From publisher “please whitelist us” requests to certain native ads, the ad blocking battlefield is littered with the bodies of innocent bystanders. Add to the list e-commerce links that appear in the copy of many digital publishers’ sites — links from which the referring publisher gets a cut of the sale.
A big player caught in the middle is Skimlinks, a 10-year-old company that helps publishers including Time Inc., Gawker Media and Daily Mail make money from links on their sites. AdBlock Plus said Skimlinks has qualified to be on the AdBlock Plus whitelist and pays to have the links intact, at least for AdBlock Plus users, so the publisher can track the sale and get credit for it.
The buy links may seem like a far cry from the display ads that cover up articles or have animated images. But software like the popular AdBlock Plus can be undiscriminating when it comes to blocking ads from appearing on a given website. Hence even The Deck, an ad server that specializes in small, discreet ads and doesn’t track readers, have been caught in the ad-block net. Privacy is another big reason people use ad blockers, though, and Skimlinks does anonymously collect data on purchases from its links. Advertisers are guilty until proven innocent, though; they have to apply to get on AdBlock Plus’ whitelist and pay to be unblocked, a practice that critics have likened to extortion.
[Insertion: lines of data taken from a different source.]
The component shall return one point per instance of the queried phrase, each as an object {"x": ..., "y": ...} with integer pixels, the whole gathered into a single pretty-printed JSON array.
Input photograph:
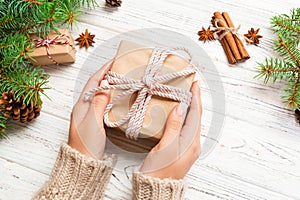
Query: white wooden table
[{"x": 258, "y": 153}]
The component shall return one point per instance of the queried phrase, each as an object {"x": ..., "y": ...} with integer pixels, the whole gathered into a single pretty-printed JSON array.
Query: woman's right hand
[{"x": 180, "y": 146}]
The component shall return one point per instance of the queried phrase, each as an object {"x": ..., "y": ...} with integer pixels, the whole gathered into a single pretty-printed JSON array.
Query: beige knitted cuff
[
  {"x": 76, "y": 176},
  {"x": 146, "y": 187}
]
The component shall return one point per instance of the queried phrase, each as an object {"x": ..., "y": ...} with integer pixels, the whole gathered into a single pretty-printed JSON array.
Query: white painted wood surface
[{"x": 258, "y": 154}]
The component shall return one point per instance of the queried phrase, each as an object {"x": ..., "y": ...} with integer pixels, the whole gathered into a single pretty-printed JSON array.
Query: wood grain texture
[{"x": 257, "y": 156}]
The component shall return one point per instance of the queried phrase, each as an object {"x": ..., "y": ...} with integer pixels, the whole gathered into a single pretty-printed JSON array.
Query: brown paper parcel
[
  {"x": 61, "y": 53},
  {"x": 131, "y": 61}
]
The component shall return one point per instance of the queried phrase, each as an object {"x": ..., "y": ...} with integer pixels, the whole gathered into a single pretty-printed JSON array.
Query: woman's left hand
[{"x": 87, "y": 134}]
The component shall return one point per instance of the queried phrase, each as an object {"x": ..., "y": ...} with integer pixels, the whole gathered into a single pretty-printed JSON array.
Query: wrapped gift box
[
  {"x": 60, "y": 53},
  {"x": 131, "y": 60}
]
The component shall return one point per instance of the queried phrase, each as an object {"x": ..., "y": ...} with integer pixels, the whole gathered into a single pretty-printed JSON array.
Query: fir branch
[
  {"x": 287, "y": 27},
  {"x": 288, "y": 68},
  {"x": 3, "y": 126},
  {"x": 6, "y": 21},
  {"x": 25, "y": 80},
  {"x": 288, "y": 49},
  {"x": 293, "y": 98}
]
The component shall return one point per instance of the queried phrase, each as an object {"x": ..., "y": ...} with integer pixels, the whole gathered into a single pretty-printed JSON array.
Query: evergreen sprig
[
  {"x": 18, "y": 19},
  {"x": 287, "y": 67}
]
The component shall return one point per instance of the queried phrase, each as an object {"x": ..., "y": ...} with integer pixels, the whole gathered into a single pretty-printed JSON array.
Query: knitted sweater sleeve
[
  {"x": 76, "y": 176},
  {"x": 149, "y": 188}
]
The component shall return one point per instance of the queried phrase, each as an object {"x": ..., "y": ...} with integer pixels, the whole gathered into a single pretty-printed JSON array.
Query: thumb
[
  {"x": 99, "y": 104},
  {"x": 173, "y": 126}
]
AdBlock Plus spokesman Ben Williams concedes many e-commerce links fit the criteria for its acceptable ads list. But he says that AdBlock Plus can’t just unblock all ads without vetting them first.
“The downside is, it’s a lot of hard work adding exception filters to our list,” he said. “The upside is that it allows us to keep the integrity of the list by having to check each applicant against said criteria.”
The irony is that publishers are using commerce to lessen their reliance on advertising, in part because of ad blockers. Some publishers have made commerce a central part of their business.
The business of blocking e-commerce links doesn’t sit well with those like Sean Blanchfield, CEO of PageFair, a startup that makes money by selling anti-ad blocking tech to publishers.
“There are no privacy or usability implications to e-commerce attribution; it is a simple practice that helps websites get paid for honest recommendations of products,” he said. “The fact that AdBlock blocks publishers from getting a fee when they successfully recommend a product causes unnecessary financial damage to thousands of independent websites. It’s one more case of AdBlock extensions being so blunt that they hurt good websites as well as bad, meaning the first websites to shut down are those AdBlock users love the most.”